2.2.2 Die in Nr. 2 des Bescheids verfügte Verpflichtung zur Herausgabe der Stellvertretererlaubnis ergibt sich aus § 46 Abs. 1 Satz 1 WaffG. Für eine Rechtswidrigkeit der in Nr. 4 des Bescheids verfügten Zwangsgeldandrohung und der in Nr. 5 vorgenommenen Kostenentscheidung ist nichts ersichtlich und auch nichts vorgetragen.
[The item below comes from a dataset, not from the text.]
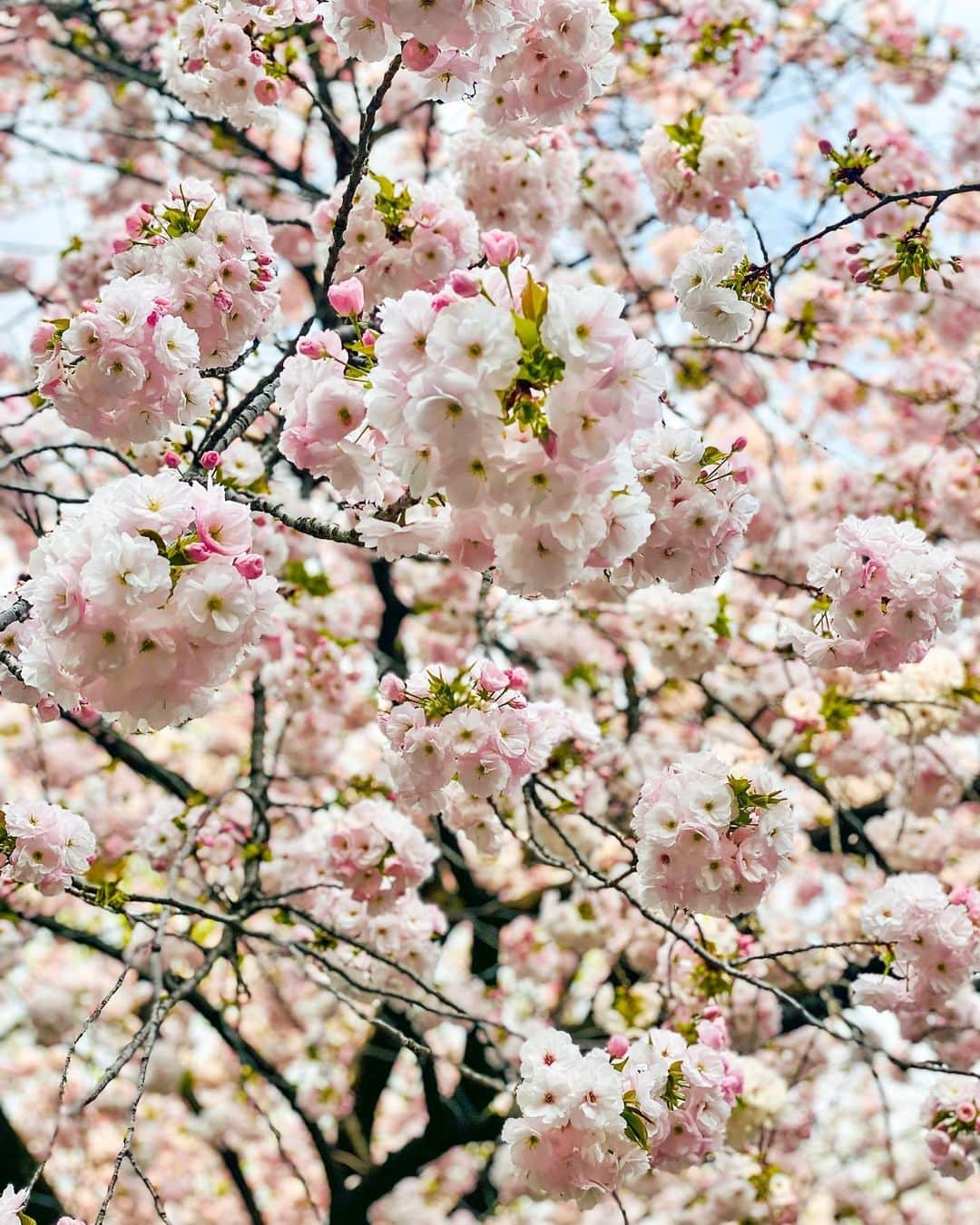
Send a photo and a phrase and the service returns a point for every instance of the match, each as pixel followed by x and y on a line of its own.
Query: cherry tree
pixel 490 501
2.3 Damit überwiegt das öffentliche Interesse am Vollzug des verfahrensgegenständlichen Bescheids vom 8. August 2017. Gründe, die im Wege einer ergänzenden Interessenabwägung ausnahmsweise trotz der mangelnden Erfolgsaussichten der Hauptsache für eine Anordnung beziehungsweise Wiederherstellung der aufschiebenden Wirkung sprechen würden, sind nicht ersichtlich (vgl. dazu auch die Ausführungen zur Verhältnismäßigkeit unter 2.2.1).
3. Damit war der Antrag insgesamt abzulehnen. Die Kostenentscheidung ergibt sich aus § 154 Abs. 1 VwGO.
4. Die Streitwertfestsetzung folgt aus § 53 Abs. 2 Nr. 2, § 52 Abs. 1 Gerichtskostengesetz – GKG – i.V.m. Nrn. 50.4, 54.2.1 und 1.5 der Empfehlungen des Streitwertkatalogs für die Verwaltungsgerichtsbarkeit 2013. Da das vorliegende Verfahren nicht eine Waffenhandelserlaubnis an sich, sondern eine Stellvertretererlaubnis zum Gegenstand hat, wurde die Empfehlung Nr. 54.2.1 auf 10.000 Euro reduziert, so dass sich i.V.m. Empfehlung Nr. 1.5 ein Streitwert von 5.000 Euro ergibt.